There is, however, another characteristic which accounts for their prosperity, and excuses the tone of superiority they adopt towards the people of the neighbouring provinces—they are not afraid of work. Since the thirteenth century, when the Catalans led the way to the whole world in maritime conquest and jurisprudence, they have never thought trade to be a degradation, but rather have ennobled it by their honesty and enterprise. The Spanish race generally has lacked the trading spirit. An intelligent American writer, who has studied the causes which have brought Spain down from her ancient eminence in the affairs of Europe, finds them in a position different from that which is generally supposed. “Pride, a weak monarch, a dissolute court, religious intolerance—all these,” says our transpontine critic, “are admirable starting points from which to prove a nation’s decline. But Spain has been by no means unique in the possession of these requisites. A close examination of intrigue, and counter-intrigue, and plot at the capital reveals a condition different from that of some other countries only in being a little later in occurrence. In

THE CASCADE, BARCELONA.

fact, all these are mere effects; the cause is the absence of that which has developed the great nations of the earth, the cause on which civilisation rests, the great primitive developing agency—the trading spirit. For seven centuries she was a battlefield. During that time, while she was keeping the Mohammedan wolf from the door of Europe, there was no chance for the development of the trading spirit. What growth came in a measure to some of the coast cities was the result of local commercial relations finding an extension and expansion between nation and nation. The spirit of getting by the good right arm grew, and produced its tradition; while the precarious cultivation of land for food, an occupation ever more and more removed from the leaders, became the work of an ignorant and unrespected class.

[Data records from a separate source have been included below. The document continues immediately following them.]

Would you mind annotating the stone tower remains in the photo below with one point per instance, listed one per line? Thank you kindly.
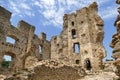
(80, 42)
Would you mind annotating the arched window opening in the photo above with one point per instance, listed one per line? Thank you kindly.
(76, 48)
(6, 61)
(40, 49)
(10, 40)
(74, 34)
(88, 64)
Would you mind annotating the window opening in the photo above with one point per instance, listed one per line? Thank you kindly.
(10, 40)
(76, 48)
(74, 34)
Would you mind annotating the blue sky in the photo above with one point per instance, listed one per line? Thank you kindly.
(47, 15)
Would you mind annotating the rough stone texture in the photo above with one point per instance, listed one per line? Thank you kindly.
(115, 44)
(26, 42)
(88, 27)
(35, 58)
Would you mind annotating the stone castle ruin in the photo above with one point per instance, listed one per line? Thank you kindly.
(75, 54)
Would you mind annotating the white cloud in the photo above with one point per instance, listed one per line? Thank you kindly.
(53, 10)
(25, 6)
(108, 12)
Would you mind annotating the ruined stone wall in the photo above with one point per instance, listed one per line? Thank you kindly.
(84, 28)
(115, 43)
(26, 42)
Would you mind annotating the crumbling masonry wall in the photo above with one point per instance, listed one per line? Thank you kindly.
(26, 42)
(84, 29)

“With the absence of trade goes the absence of knowledge of the outside world; and though a certain general knowledge was brought back by the Europe-conquering soldiers of Charles and Philip, it was a knowledge of how easily gain could be made in the old way, rather than a stimulus to the merchant.

“Without the logical traditions of buying and selling, raised up through generations, Spain could hardly avoid the errors of government which the want of such traditions bring. She could scarcely hope not to become the victim of each and every scheme for a financial millennium, as a nation, which we are all accustomed to smile at when played in the more self-evident form of personal charlatanry. And, most of all, the dignity of work has been lost. The Spanish labourer pitied himself—and was pitied.

“Up to the beginning of the Cuban war, however, a better condition had been developing. Education, and a knowledge of the outside world, were bringing home to this nation that to be the proudest man in the world it is well to have a basis for that pride in tangible rather than traditional things; and of so excellent a nature have I found the Spaniard when one knows him, that I cannot help believing in his ultimate development.

“But few, I know, cross the threshold of the Spanish house to find how good a man at heart the owner is. He is proud, it is true, and does not much favour the stranger; but it is the pride of a reserved nature, not of a weak one.”